Ceci n’est donc pas un article sur Emmanuel Carrère. Mais un article sur l’article qu’il vient de publier dans le N° 1 de la revue Kometa. « Un roman géorgien » (c’est le titre de l’article) où « l’écrivain français part à la rencontre de sa cousine Salomé Zourabichvili, présidente de la Géorgie1, pour raconter l’histoire de ce pays qui tente de s’affranchir de la Russie. Un récit entre introspection familiale, clic-clac inconfortable et destins politiques incroyables. » Rien que d’alléchant donc, dans ce qui est présenté comme un « récit », genre qui autorise une bonne dose de subjectivité, mais pas d’ignorer la réalité des faits. Or, le papier est truffé d’erreurs factuelles et d’approximations, à commencer par ce qui fait le cœur même de son article.
« Mais c’est un écrivain ! », me disent ses amis et admirateurs. Oui, mais c’est lui qui dit qu’il a écrit un « récit », dois-je répéter, où il dit vouloir raconter « l’histoire de ce pays qui tente de s’affranchir de la Russie ». Comment raconter l’histoire d’un pays sur la base d’erreurs factuelles ? Ce n’est pas grave en soi, d’autant que l’on sent se profiler, avec délectation déjà, la suite de Un roman russe, livre où l’auteur, fils de la célèbre historienne spécialiste de la Russie Hélène Carrère d’Encausse, menait une enquête troublante sur son grand-père maternel, probablement exécuté pour collaboration avec l’Allemagne nazie. Mais Emmanuel Carrère a une voix qui porte en France. La journaliste Léa Salamé l’accueille dans la très écoutée matinale de France Inter du 26 septembre pour justement parler de son « roman géorgien » et faire une promo un peu insistante de la revue Kometa. Et il prétend ici dire des choses (vraies) sur la Géorgie, en même temps que la séduction qu’elle exerce sur lui après ce premier voyage de quinze jours dans le pays d’une partie de ses ancêtres.
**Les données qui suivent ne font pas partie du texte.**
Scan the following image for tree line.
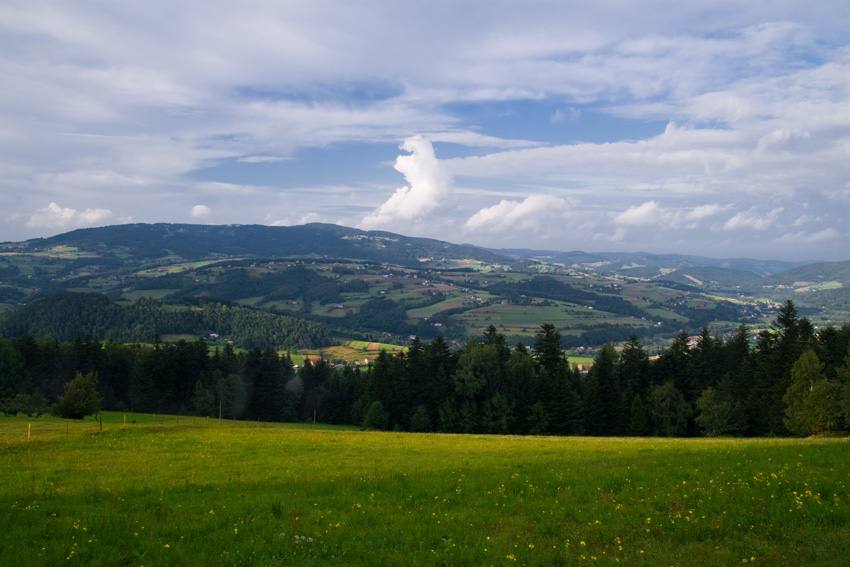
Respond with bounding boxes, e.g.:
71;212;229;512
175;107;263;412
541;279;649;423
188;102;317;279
0;301;850;436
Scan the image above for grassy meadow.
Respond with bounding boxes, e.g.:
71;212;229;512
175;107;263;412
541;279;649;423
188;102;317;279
0;413;850;567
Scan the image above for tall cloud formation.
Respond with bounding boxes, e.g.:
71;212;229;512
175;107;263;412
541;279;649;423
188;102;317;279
360;136;452;230
0;0;850;259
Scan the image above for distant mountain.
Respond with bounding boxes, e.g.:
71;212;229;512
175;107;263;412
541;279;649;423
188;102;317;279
14;223;505;265
758;262;850;287
489;248;806;281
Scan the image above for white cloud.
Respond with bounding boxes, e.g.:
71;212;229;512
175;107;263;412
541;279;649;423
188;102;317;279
614;201;667;226
191;205;212;219
0;0;850;255
773;228;840;244
360;136;452;229
236;156;292;163
268;212;327;226
614;201;725;229
27;203;112;229
722;207;784;230
463;195;570;233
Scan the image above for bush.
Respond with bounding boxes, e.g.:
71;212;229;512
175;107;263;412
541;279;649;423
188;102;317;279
51;372;100;419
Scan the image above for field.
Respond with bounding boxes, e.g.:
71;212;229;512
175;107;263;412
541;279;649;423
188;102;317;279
0;413;850;567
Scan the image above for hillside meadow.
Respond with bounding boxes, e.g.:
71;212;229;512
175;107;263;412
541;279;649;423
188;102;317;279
0;413;850;567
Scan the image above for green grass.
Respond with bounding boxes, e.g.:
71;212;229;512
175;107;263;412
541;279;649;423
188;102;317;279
0;413;850;567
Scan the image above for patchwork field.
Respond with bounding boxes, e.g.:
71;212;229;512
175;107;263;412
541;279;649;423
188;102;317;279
0;413;850;566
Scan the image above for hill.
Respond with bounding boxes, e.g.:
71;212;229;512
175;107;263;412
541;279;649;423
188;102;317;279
0;224;850;349
14;223;504;266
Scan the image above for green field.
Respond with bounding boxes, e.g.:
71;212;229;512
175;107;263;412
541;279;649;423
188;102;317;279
0;413;850;567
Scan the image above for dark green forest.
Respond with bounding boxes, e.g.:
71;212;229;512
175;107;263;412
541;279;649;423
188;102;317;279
0;297;850;436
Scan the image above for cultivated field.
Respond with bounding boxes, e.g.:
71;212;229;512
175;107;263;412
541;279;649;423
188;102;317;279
0;413;850;567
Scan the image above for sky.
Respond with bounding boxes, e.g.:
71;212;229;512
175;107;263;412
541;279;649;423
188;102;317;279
0;0;850;261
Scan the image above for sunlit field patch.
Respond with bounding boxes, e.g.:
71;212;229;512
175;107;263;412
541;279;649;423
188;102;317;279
0;413;850;566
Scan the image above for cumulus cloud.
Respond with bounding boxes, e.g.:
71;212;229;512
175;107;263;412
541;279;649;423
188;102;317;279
191;205;212;219
360;136;452;229
722;207;784;230
614;201;725;228
463;195;570;233
614;201;667;225
27;203;112;229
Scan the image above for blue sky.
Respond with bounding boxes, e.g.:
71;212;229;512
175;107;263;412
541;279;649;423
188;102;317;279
0;0;850;260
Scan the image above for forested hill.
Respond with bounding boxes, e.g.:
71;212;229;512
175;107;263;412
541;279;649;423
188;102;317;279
0;293;333;350
16;223;506;266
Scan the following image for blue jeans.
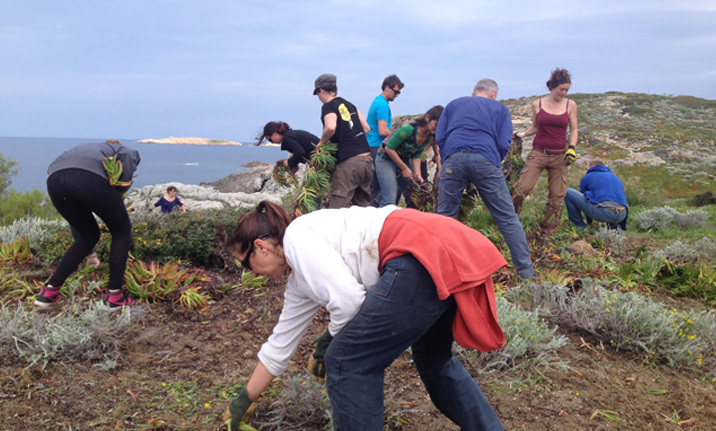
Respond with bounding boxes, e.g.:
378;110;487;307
325;255;503;431
375;155;412;208
438;150;535;279
564;189;627;230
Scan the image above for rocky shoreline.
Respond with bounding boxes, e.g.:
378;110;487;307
129;92;716;211
135;136;244;147
127;163;305;212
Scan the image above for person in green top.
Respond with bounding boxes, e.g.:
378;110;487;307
375;105;443;207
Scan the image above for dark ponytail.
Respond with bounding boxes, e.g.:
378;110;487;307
415;105;445;127
254;121;291;147
227;201;291;253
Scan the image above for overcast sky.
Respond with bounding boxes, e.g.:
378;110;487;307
0;0;716;141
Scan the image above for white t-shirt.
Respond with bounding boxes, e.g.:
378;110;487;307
259;205;398;376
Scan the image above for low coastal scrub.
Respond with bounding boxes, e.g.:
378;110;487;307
0;301;141;368
462;297;567;378
634;206;709;231
506;279;716;376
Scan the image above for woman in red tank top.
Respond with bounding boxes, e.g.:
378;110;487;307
512;68;577;227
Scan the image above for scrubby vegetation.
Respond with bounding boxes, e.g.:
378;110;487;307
0;93;716;430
Or, il dit des choses (fausses) qui, de fait, font écho à ce que l’on entend trop souvent en France au sujet de la Géorgie, et notamment de sa cousine, Salomé Zourabichvili. Des choses qui, vues de Tbilissi, sont plus que caricaturales : face au méchant pouvoir pro-russe de Bidzina Ivanichvili, on trouverait une présidente pro-européenne, comme on l’entend régulièrement sur les chaînes de TV françaises. C’est la plus grosse erreur factuelle de l’article de M. Carrère : l’oligarque Bidzina Ivanichvili, qui règne sur le pays et lui fait faire actuellement un impressionnant virage pro-russe, a remboursé les emprunts de 600 000 électeurs géorgiens, non pas en 2012 comme l’écrit Emmanuel Carrère, mais en 2018. Précisément pour faire élire à la présidence la cousine de M. Carrère2. Demandez à n’importe quel politiste du pays.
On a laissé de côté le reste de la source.